In the cold months of June and July, Nairobi is continuously soaked by showers. The city is a haze of grey skies with only spasms of sunlight. Unlike most of the year when there is plenty of sun but the occasional downpour to clear the skies, June and July are purposeful, bringing much needed water the area. Nairobians call this “Nairobi winter.” It is hardly winter, but for a city on the equator it is the closest it can come to one. Many trade in their loose, breezy clothes for short skirts worn over leggings, trench coats, pullovers, and their umbrellas, dotting the streets in a kaleidoscopes of monochromatic colors. Even in this “winter,” there is still a sense of vibrancy. Here is a group of people still layered with optimism, knowing that the cold months are just a part of their exciting lives. You can see this in how small groups huddle themselves in Java House—Kenya’s equivalent to Starbucks—and the other myriad of coffee places spread across the city. So much optimism in all the grey: the Nairobi spirit is at play.

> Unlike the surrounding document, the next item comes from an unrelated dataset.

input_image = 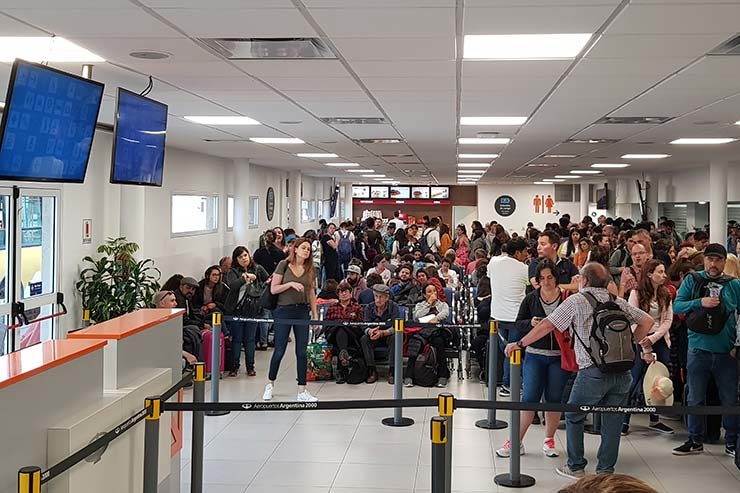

It is a Friday night and we are in Westlands, Nairobi’s most popular nightlife scene. Even at 11 pm the streets are busy, filled with bar stools stretched right into the streets, vendors offering tequila shots, and drivers moving around slowly looking for parking. No one ever picks a single destination—club hopping is the name of the game. Night clubs stand adjacent to each other, all blaring catchy tunes with onlookers listening while deep in conversation outside, with the others dancing the night away indoors. The scene is infectious and alive with throngs of young people. The party here, as we are told, never stops until dawn.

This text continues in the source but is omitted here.